Our Views: Remembering Winston Churchill _lowres


At the end of a disappointing campaign season, Boris Johnson is offering Americans a role model for using politics to inspire action, not indifference.

Johnson knows a thing or two about politics himself, serving since 2008 as the mayor of London. With yellow hair that always looks tossed by a wind tunnel, and a gift for speaking frankly, Johnson is encouraging proof that one doesn’t have to embrace bland conformity to get elected — at least not by his English constituents.

Before entering politics, Johnson worked as a journalist and author, and he’s found time to write a new book about England’s most famous politician, Winston Churchill. The book’s warm reception here in the United States suggests that election-weary Americans are hungry for the kind of courage and eloquence that Churchill used to save his nation during World War II.

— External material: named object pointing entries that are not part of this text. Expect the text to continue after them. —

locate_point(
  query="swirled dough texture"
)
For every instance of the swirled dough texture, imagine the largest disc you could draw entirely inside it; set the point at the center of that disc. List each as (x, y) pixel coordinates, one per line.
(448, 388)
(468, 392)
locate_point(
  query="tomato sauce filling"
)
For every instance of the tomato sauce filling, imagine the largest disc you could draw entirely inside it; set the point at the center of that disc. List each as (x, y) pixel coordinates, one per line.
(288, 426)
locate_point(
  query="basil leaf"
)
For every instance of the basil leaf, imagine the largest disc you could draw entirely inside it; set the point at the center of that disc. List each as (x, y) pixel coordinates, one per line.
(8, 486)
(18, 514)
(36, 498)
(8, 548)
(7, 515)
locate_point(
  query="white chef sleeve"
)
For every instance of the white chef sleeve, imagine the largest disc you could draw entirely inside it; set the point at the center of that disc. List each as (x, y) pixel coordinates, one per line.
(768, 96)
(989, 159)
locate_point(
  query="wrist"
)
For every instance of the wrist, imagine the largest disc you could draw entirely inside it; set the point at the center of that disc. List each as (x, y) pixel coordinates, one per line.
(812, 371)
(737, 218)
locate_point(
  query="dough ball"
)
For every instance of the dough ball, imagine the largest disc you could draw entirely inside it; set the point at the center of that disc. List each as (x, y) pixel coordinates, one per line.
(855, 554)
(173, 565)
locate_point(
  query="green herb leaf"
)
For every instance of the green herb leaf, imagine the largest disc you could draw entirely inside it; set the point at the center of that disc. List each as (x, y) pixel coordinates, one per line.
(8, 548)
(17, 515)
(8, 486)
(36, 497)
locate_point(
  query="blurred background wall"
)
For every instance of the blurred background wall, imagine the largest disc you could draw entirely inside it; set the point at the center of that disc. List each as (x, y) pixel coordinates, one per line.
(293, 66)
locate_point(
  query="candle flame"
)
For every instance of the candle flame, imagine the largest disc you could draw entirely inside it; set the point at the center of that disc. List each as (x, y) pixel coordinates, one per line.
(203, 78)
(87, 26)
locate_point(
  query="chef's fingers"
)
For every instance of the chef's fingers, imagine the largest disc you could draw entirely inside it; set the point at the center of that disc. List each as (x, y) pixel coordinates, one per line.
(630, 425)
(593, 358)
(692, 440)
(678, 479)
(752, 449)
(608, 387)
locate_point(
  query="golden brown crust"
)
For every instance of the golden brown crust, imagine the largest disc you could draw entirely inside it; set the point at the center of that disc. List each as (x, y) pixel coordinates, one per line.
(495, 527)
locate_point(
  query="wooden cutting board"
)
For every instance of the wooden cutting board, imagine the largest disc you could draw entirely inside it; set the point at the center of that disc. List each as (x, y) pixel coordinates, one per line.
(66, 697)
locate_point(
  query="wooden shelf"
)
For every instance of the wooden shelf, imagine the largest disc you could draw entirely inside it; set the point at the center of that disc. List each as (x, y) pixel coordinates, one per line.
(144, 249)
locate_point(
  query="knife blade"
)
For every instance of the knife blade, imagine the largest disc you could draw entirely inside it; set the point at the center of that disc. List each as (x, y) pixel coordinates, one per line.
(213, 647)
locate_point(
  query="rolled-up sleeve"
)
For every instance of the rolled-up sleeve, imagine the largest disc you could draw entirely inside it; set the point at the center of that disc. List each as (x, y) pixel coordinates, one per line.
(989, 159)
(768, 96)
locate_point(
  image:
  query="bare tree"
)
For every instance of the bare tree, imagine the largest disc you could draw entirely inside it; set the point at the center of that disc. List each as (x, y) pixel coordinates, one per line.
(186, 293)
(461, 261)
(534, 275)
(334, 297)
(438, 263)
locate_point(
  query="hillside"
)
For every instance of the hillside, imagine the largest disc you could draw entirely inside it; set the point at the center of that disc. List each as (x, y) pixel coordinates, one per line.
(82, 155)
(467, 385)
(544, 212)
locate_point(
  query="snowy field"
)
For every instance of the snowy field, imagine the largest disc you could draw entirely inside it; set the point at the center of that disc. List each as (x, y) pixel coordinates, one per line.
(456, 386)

In “The Churchill Factor: How One Man Made History,” Johnson takes pains to mention that Churchill was far from perfect. The legendary British prime minister made some big blunders, and his mid-career switch from one political party to another would no doubt prompt some attack ads today dismissing him as a flip-flopper.

But Churchill, who died in 1965, was spared the banalities of the 30-second spot. And in the nearly half-century since his passing, his reputation has grown larger by the year.

Johnson’s book defies easy summary — he considers a lot of things that made Churchill special — but one quality stands out today perhaps more than it should: The wartime leader of the British people spent a great deal of time thinking about what he wanted to say before he said it. No platitudinous talking points or sound bites for him; he spoke in clear and persuasive sentences, outlining the problems of the day with an eloquence that rallied the public imagination.

“Hitler showed the evil that could be done by the art of rhetoric,” Johnson tells readers. “Churchill showed how it could help to save humanity. It has been said that the difference between Hitler’s speeches and Churchill’s speeches was that Hitler made you think he could do anything; Churchill made you think you could do anything. The world was lucky he was there to give the roar. His speeches were to earn him an undying reputation, and undying popularity.”

Churchill proved that it’s possible to lead a country by talking to voters as partners, not children. It’s a lesson that politicians on both sides of the Atlantic should remember as Churchill’s admirers observe the 50th anniversary of his passing.